Glück 
									
									
										
											 Der Maulwurf ist blind, aber er gräbt in die richtige
											Richtung. So, kann man denken, suchen Menschen nach dem
											Glück: Irgendwie wüssten sie schon, was sie brauchen, jeder
											tut, was er kann, auf der Jagd, auf der Verfolgung, in pursuit
												of happiness. Ökonomischer Erfolg verspricht Glück als
											Belohnung, Beute, die irgendwann ausgekostet werden darf und
											so gewiss ist wie ein Bonus am Ende eines guten
											Geschäftsjahrs, zugeteilt von der unsichtbaren Hand.
											
 Man kann aber auch von der entgegengesetzten
											Annahme ausgehen. Eyes wide shut: Blicken wir vom
											Saturn oder von sonst wo weit draussen auf die Erde herunter.
											Offenbar stehen sich Menschen auf ihrem Weg zum guten Leben
											selbst im Weg. Sie sehen nicht, wohin sie gehen, nicht
											einmal, wohin sie wollten. «Siehst du denn keine zwei
											Schritte weit», fragt der Geistliche den Josef K. im
											«Prozess» von Franz Kafka kurz vor dem Ende. Erinnern wir uns
											an die frühen Entdeckungen der Psychoanalyse:
											Wiederholungszwänge begrenzen unseren Aktionsradius. Alte
											Bahnungen leiten uns.

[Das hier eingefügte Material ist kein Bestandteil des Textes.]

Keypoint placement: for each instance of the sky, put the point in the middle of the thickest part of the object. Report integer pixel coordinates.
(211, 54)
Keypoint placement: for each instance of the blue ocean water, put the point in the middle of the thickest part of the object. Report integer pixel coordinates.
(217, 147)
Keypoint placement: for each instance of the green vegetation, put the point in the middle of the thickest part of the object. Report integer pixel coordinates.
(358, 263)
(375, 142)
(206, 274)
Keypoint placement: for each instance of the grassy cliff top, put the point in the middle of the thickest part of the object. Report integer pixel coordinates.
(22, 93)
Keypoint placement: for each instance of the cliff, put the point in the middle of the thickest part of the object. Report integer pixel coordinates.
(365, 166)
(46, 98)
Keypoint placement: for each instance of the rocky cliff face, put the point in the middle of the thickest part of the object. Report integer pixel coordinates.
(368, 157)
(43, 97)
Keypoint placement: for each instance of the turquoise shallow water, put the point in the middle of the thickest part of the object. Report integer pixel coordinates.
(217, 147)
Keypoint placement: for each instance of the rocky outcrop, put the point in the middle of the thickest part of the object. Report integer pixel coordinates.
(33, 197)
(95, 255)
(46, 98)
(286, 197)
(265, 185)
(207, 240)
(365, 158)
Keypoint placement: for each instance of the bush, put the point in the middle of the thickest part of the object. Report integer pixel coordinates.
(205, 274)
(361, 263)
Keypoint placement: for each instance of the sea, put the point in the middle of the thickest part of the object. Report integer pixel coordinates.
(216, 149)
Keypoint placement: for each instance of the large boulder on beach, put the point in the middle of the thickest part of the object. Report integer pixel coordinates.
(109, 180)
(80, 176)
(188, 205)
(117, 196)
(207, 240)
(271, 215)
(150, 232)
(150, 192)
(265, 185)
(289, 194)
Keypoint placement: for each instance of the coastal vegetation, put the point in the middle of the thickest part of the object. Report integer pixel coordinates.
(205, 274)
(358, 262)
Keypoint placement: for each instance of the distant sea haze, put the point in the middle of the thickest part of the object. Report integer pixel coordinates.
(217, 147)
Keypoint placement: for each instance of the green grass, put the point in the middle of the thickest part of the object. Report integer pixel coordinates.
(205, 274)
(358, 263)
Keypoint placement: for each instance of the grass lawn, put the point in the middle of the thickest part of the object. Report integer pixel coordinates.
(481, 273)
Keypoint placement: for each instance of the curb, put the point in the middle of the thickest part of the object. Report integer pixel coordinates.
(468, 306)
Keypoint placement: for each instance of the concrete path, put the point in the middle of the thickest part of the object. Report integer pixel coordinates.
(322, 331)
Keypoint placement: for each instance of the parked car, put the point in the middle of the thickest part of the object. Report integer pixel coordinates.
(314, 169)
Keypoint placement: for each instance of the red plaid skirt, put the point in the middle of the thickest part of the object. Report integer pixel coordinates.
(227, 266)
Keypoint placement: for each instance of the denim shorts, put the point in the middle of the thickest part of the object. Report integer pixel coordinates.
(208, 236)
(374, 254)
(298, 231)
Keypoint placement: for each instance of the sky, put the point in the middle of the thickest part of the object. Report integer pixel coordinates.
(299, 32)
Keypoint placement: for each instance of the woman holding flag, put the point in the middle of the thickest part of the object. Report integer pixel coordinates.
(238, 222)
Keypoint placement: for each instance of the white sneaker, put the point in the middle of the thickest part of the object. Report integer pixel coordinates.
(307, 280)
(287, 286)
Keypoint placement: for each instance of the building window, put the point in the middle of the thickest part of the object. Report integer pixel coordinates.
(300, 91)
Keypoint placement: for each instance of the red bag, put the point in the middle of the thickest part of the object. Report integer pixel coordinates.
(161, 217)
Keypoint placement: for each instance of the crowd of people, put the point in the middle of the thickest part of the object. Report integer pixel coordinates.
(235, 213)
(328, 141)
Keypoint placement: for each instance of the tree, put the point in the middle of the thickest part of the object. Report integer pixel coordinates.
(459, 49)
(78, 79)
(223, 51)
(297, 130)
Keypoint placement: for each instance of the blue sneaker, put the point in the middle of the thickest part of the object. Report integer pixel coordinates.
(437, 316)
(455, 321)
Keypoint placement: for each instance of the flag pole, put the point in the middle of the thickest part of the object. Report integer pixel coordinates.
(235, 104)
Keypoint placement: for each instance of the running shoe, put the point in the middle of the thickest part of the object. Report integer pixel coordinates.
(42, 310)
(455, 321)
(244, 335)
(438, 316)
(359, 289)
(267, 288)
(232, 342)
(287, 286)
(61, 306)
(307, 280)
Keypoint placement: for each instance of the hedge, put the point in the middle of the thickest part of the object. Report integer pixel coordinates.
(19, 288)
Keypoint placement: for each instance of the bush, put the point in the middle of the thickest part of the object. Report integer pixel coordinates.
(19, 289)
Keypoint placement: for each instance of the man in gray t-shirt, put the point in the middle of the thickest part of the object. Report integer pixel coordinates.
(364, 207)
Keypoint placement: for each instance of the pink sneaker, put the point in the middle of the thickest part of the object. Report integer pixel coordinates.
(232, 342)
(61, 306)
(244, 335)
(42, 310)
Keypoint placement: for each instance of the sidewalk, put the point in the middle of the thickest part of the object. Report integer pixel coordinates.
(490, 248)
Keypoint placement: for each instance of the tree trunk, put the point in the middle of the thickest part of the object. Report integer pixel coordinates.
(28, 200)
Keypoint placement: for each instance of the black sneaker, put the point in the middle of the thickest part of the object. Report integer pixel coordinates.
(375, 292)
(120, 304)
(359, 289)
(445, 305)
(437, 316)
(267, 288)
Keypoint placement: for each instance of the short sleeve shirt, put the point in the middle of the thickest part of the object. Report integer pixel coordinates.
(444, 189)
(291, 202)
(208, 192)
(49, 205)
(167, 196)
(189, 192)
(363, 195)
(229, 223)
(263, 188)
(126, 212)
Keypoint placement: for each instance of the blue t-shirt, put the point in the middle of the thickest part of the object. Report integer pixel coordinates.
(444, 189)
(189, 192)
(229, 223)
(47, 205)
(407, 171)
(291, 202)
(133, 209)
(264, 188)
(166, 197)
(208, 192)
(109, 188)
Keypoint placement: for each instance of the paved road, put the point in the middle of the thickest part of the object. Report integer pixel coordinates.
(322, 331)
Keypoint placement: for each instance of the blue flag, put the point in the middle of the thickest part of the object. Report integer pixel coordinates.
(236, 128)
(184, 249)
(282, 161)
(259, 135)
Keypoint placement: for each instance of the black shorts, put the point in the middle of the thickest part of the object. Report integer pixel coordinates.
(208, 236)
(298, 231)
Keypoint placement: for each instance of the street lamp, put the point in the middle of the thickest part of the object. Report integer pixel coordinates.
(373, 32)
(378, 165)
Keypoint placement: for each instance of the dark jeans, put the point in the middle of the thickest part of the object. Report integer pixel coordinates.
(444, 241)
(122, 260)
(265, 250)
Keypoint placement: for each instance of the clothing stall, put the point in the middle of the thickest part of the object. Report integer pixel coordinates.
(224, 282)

Das Ich ist nicht Herr in seinem
											eigenen Haus, ein grosser Teil unserer psychischen Aktivität
											bleibt uns verborgen... Unsere Glücksmöglichkeiten sind durch
											unsere Konstitution begrenzt, fasst Freud später zusammen.
											
 Akzeptieren wir, dass unsere Weitsicht nicht gross
											ist, die globale Lage deutet darauf hin. Gäbe es geistige
											Führer, könnten wir sie brauchen. Nur, wo wären die? Und
											sprechen wir nicht über Esoterik, lassen wir die Ironie
											beiseite. Was wir suchen, ist etwas anderes: Eine
											allgemeingültige, verständliche Form des Austauschs über die
											Frage: Warum ist es so schwer, ein gutes Leben zu führen, das
											uns nicht bloss als mittelmässiger Kompromiss erscheint,
											«zufrieden, ja schon», «o.k.», aber immer bleibt der quälende
											Zweifel: Das kann es doch noch nicht gewesen sein.
 
											Geht es nicht auch viel einfacher? Genügt es nicht,
											aufzuhören, das Glück irgendwo in ferner Zukunft zu suchen,
											wenn die Belohnung da ist, am Jüngsten Tag oder am Ende der
											Therapie, sondern im Hier und Jetzt? Brauchen wir die ganze
											Theorie, wir wissen doch schon so viel? Ist es nicht Praxis,
											was uns fehlt? JA, halten wir das schon mal fest. Die «Praxis
											Neumarkt» soll eine unverzichtbare Institution werden; seien
											Sie jetzt schon herzlich eingeladen: Kommunikation wird
											Gespräch. Sprecher werden sich begegnen. – Diskurse können
											nicht glücklich sein, nur Personen, die reden oder schweigen.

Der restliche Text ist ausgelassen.